Cambodia remains a pariah on the world stage. During my visit, much was made of a state visit by the second-highest-ranking leader of North Korea, that pariah par excellence. Huge portraits of him appeared alongside those of Sihanouk, Cambodia's reigning king. Banners strewn over the roadways read: "Long Live the Democratic Republic of Korea!" and "Long Live the Kingdom of Cambodia!" Young girls riding bicycles carried framed portraits of the dour Korean, who paid a visit to Angkor Wat just a few hours before I did.
But while Cambodia befriends America's enemies, it also befriends America's dollars, Cambodia's de facto currency. The Cambodian riel, like Lao's kip and Indonesia's rupiah, is doomed. One dollar is 3900 riel, and the currency's smaller denominations usually feel like tissue paper and look like crud. In Siem Reap, greenbacks reign.
Visiting Cambodia, however, is not cheap. The infrastructure remains in such disarray that basic commodities are dear, when available at all. Petrol is almost twice as expensive in Cambodia as in Thailand, from which many of Cambodia's products are imported. Electricity likewise: one of Siem Reap's most luxurious souvenir shops turns its lights on when you - the only customer - walk in; they go off the instant you leave. Restaurateurs apologize profusely for lacking the foods their menus advertise: rice soup, chicken, pork chops, even bread. Bowing with hands pressed together to show their embarrassment, they say, "That is finished" or "We don't have." Most restaurants in Siem Reap are empty. Their workers are surprised and delighted when you walk in.
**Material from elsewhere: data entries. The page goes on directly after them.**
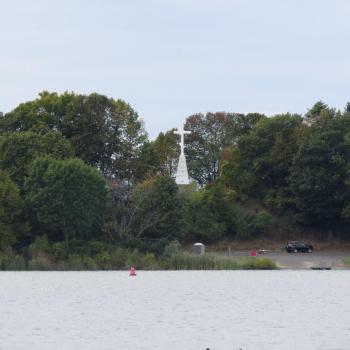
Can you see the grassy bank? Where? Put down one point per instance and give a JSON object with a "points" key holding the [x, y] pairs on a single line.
{"points": [[346, 261], [215, 262], [122, 259]]}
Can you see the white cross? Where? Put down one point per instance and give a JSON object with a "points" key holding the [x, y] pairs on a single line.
{"points": [[180, 131]]}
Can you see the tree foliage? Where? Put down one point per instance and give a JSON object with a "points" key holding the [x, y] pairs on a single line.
{"points": [[104, 132], [66, 198], [13, 225], [18, 150]]}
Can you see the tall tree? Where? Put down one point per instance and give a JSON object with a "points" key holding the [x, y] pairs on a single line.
{"points": [[12, 223], [66, 198], [104, 132], [320, 172], [19, 149], [211, 134]]}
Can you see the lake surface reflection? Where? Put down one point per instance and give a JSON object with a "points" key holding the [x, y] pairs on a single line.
{"points": [[249, 310]]}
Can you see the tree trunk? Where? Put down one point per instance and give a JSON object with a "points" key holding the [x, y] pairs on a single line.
{"points": [[330, 232]]}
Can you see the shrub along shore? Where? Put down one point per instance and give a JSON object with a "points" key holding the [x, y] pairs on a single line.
{"points": [[43, 255]]}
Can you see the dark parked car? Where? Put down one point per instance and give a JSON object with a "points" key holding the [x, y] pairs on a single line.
{"points": [[299, 247]]}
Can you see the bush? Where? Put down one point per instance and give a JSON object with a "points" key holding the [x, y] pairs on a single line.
{"points": [[215, 262], [172, 248], [41, 263], [11, 262]]}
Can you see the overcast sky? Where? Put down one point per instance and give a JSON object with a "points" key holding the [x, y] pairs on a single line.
{"points": [[172, 58]]}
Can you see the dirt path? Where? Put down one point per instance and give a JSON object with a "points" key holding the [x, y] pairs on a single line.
{"points": [[332, 259]]}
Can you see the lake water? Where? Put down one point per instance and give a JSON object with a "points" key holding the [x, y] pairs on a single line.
{"points": [[272, 310]]}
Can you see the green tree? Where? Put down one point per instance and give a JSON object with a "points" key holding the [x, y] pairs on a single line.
{"points": [[66, 198], [211, 134], [167, 149], [320, 171], [158, 218], [12, 222], [210, 215], [268, 152], [18, 150], [104, 132], [147, 162]]}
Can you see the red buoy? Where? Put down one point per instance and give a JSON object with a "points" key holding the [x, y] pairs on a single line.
{"points": [[253, 253], [132, 271]]}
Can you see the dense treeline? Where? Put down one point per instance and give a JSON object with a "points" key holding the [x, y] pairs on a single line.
{"points": [[78, 170]]}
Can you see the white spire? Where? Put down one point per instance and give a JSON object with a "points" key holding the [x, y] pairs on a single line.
{"points": [[182, 173]]}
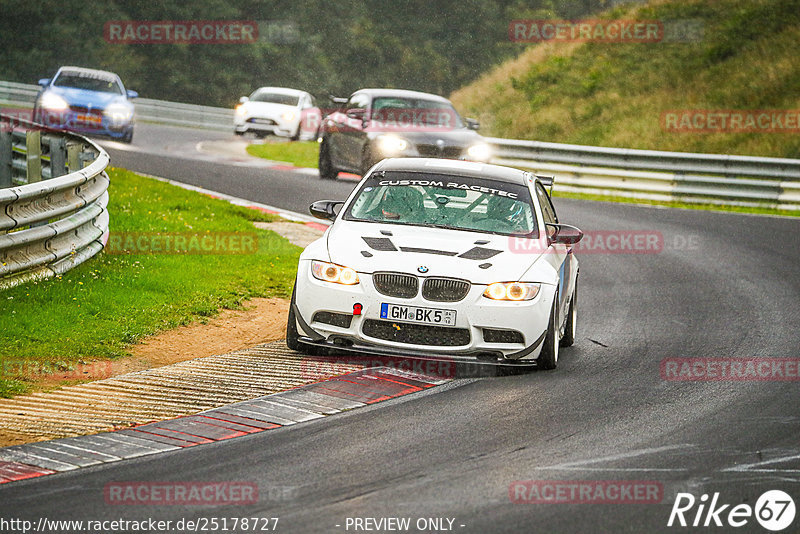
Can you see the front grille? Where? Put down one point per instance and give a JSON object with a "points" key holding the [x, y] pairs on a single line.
{"points": [[445, 289], [429, 151], [341, 320], [404, 286], [416, 334], [85, 109], [256, 120], [502, 336]]}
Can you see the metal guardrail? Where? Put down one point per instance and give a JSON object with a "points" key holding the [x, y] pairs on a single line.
{"points": [[650, 174], [53, 198]]}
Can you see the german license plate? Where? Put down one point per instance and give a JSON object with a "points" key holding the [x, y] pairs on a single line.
{"points": [[415, 314], [89, 119]]}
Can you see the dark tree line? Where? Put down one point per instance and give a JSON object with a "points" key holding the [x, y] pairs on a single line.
{"points": [[325, 47]]}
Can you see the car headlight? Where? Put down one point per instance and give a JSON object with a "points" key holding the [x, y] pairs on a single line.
{"points": [[118, 112], [512, 291], [330, 272], [480, 152], [391, 144], [53, 102]]}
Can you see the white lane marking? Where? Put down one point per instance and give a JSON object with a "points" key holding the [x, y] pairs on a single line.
{"points": [[756, 467], [617, 469]]}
Siem Reap is also expensive because tourism plays such an enormous role in its economy. Everyone seems determined to take advantage of the rare peace and stability since the last coup in 1997, by getting their hands on as much foreign exchange as they can. The fee for a one-month visa to Cambodia is $20; flying out requires an additional $20; flying within costs $4 per departure. Admission to Angkor Wat varies the theme: $20 buys one day, $40 two to three. Meals that cost about $.50 in Thailand can cost $2 here. Motorcycle rentals in Thailand are about $3/day; in Cambodia the price doubles. Cheap accommodation can be found -- $3-$4 for a fan room in a guesthouse - but Cambodia defies shoestring budgets.
For now, travelers should count themselves lucky to be able to visit Cambodia at all. It has known almost nothing but war for thirty years. The world knows little about it except this. Travel in the kingdom can still be risky: only last month, two Phnom Penh hotels were bombed; theft remains a problem; aspiring politicians are shot dead with AK-47s; and you can reportedly buy hand grenades for $5 on the street. (AK-47s are a little more expensive).
But the recent flowering of interest in Angkor Wat has stirred Cambodia's self-confidence. The country is on the move. Everywhere new hotels are going up; hammering and the whine of power tools wakes you up in the morning; Route 6 linking Siem Reap to Phnom Penh is being rebuilt with the help of the Japanese. A lot of people are expecting this place, which for so long has known only the boom of mortar shells, to boom economically. The Stone Age to which Cambodia was unconscionably reduced -- beginning with that first hateful B-52 dropping its payload in 1969, and the thousands that followed it -- may finally be nearing its end.